Personnellement, je ne mettrais pas les deux fondamentalismes sur le même plan: les fondamentalistes chrétiens ne portent pas d'armes; le fondamentalisme islamique est critiqué, en premier lieu, justement par les musulmans, car ce fondamentalisme armé tente de reproduire le modèle mahométan. Dans sa vie, Mahomet a fait plus de soixante guerres: or, si Mahomet est le modèle excellent, (comme l'affirme le Coran, 33:21) il n'est pas surprenant que certains musulmans utilisent eux aussi la violence à imitation du fondateur de l'islam.


« J'ai longuement cité les paroles du père Samir car elles sont claires et posent le problème de la juste perspective. L'islam a un problème avec la violence de matrice religieuse, comme l'avait signalé Benoît XVI à Ratisbonne en 2006. Le nier signifie en premier lieu ne pas aider l'islam à se confronter à lui-même.

« Certes, toute religion, dans une mesure plus ou moins accentuée, peut avoir un problème avec la violence, car toute religion, y compris la chrétienne, peut être utilisée de manière fanatique et violente. Mais affirmer que le christianisme et l'islam sont, dans ce sens, l'image en miroir d'un de l'autre (voir) n'est pas correct, car le Nouveau Testament et le Coran ne sont pas la même chose. Un chrétien fanatique, qui interprète comme un mandat de conquête la tâche confiée par Jésus aux apôtres, dénature complètement l'Évangile. Un islamique fanatique qui interprète comme un mandat de conquête certains messages de Mahomet, peut trouver dans le Coran des paroles qui soutiennent sa thèse. »
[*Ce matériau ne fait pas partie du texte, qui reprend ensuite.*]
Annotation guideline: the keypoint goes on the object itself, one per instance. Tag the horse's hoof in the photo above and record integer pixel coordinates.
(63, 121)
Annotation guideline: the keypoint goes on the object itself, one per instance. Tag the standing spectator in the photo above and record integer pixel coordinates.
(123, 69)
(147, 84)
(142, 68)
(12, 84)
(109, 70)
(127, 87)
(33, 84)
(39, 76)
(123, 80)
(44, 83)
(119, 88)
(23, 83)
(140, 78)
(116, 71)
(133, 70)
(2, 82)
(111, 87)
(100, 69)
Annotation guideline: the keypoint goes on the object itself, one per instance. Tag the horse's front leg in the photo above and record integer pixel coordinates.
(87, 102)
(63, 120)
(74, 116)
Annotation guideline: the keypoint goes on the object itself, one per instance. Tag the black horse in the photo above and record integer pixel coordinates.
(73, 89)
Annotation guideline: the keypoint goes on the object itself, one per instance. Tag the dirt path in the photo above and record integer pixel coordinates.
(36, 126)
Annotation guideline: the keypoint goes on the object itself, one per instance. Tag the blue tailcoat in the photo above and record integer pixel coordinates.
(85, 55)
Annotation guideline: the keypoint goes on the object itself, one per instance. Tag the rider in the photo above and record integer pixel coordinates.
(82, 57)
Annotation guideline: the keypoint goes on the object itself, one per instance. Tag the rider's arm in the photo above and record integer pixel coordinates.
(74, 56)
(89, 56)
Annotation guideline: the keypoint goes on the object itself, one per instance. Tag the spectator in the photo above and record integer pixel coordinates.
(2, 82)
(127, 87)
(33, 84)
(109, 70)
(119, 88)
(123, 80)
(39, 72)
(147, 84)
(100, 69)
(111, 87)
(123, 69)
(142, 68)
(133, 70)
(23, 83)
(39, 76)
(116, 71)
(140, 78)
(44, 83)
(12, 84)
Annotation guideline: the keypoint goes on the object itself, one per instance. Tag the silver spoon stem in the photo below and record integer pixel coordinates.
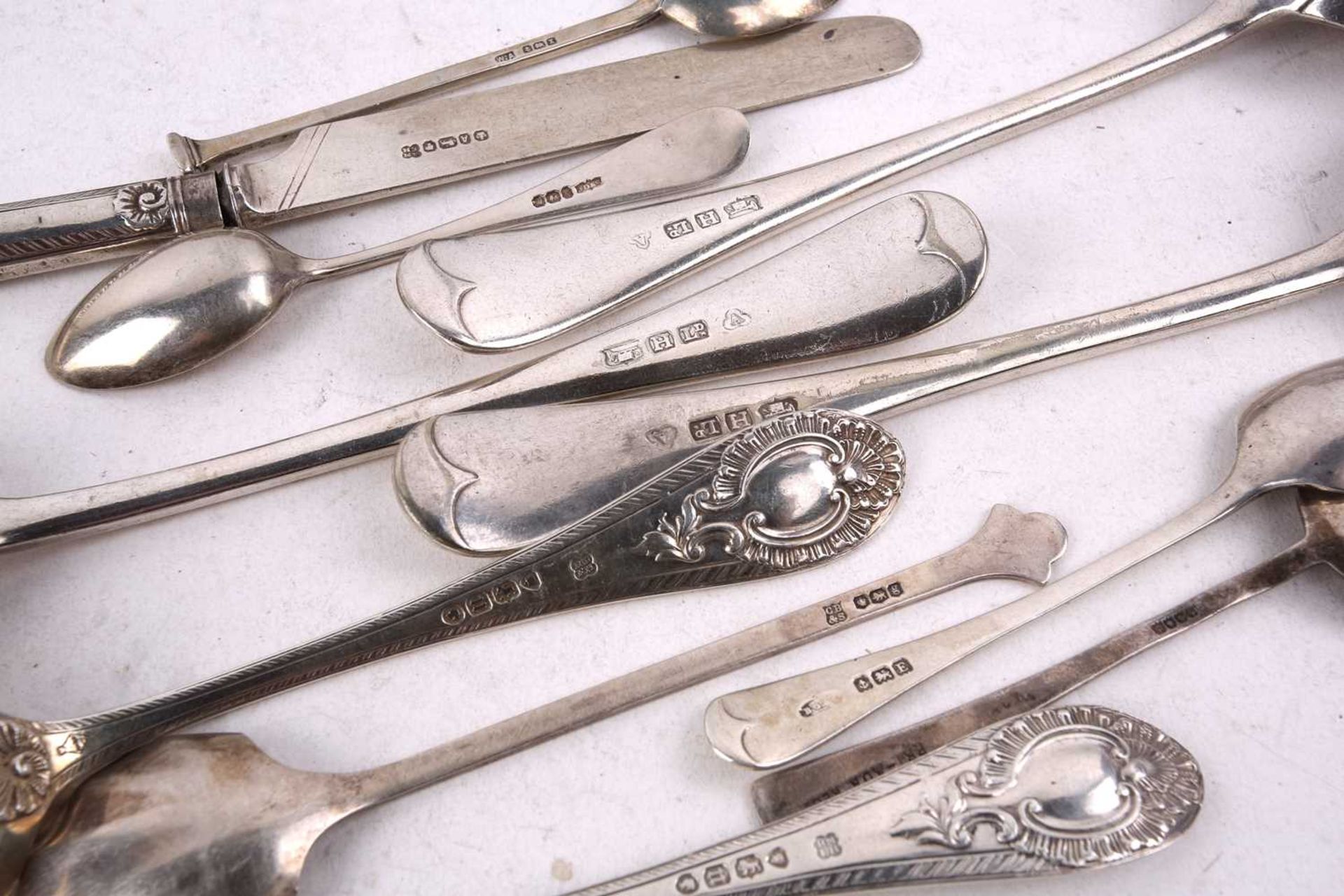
(790, 790)
(768, 726)
(498, 316)
(1009, 545)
Au paragraphe 253 [d'Evangelii Gaudium] on peut lire: "Le vrai islam et une interprétation adéquate du Coran s'opposent à toute violence".
Cette phrase est très belle et exprime une attitude très bienveillante du pape envers l'islam. Il me semble toutefois qu'elle exprime davantage un désir qu'une réalité. Que la majorité des musulmans puisse être contraire à la violence, cela peut même se discuter. Mais dire que le vrai islam est contraire à toute violence ne me semble pas vrai:
la violence est dans le Coran. Dire ensuite qu'une interprétation adéquate du Coran s'oppose à toute violence nécessite beaucoup d'explications.
Si l'islam veut rester aujourd'hui dans cette vision liée au temps de Mahomet, alors il y aura toujours violence.
Mais si l'islam - et de nombreux mystiques l'ont fait - veut retrouver une spiritualité profonde, alors la violence n'est pas acceptable.
Aujourd'hui l'islam est à une croisée des chemins: ou bien la religion est une voie vers la politique et vers une société politiquement organisée, ou bien la religion est une inspiration à vivre avec davantage de plénitude et d'amour.
Ceux qui critiquent l'islam au sujet de la violence ne font pas une généralisation injuste et odieuse: ils indiquent des questions présentes, vivantes et sanglantes dans le monde musulman. En Orient, on comprend très bien que le terrorisme islamique est religieusement motivé, avec citations, prières et fatwas de la part d'imams qui poussent à la violence. Le fait est que dans l'islam il n'y a pas d'autorité centrale, qui corrige les manipulations. Cela fait en sorte que chaque imam se croit un mufti, une autorité nationale, autorisée à émettre des jugements inspirés du Coran jusqu'à ordonner de tuer.


POST SCRIPTUM (de Sandro Magister) - L'historien de l'Église et des civilisations Rémi Brague, français, a lui aussi critiqué l'assimilation par le pape François entre l'expansion guerrière de l'islamisme et le mandat de Jésus d'instruire et de baptiser tous les peuples. Il l'a fait le 24 mai sur Le Figaro, repris à son tour par <Le Salon Beige>, accompagnant sa critique par des citations du Coran (cf. Rémi Brague: "ne pas renvoyer dos à dos islam et christianisme").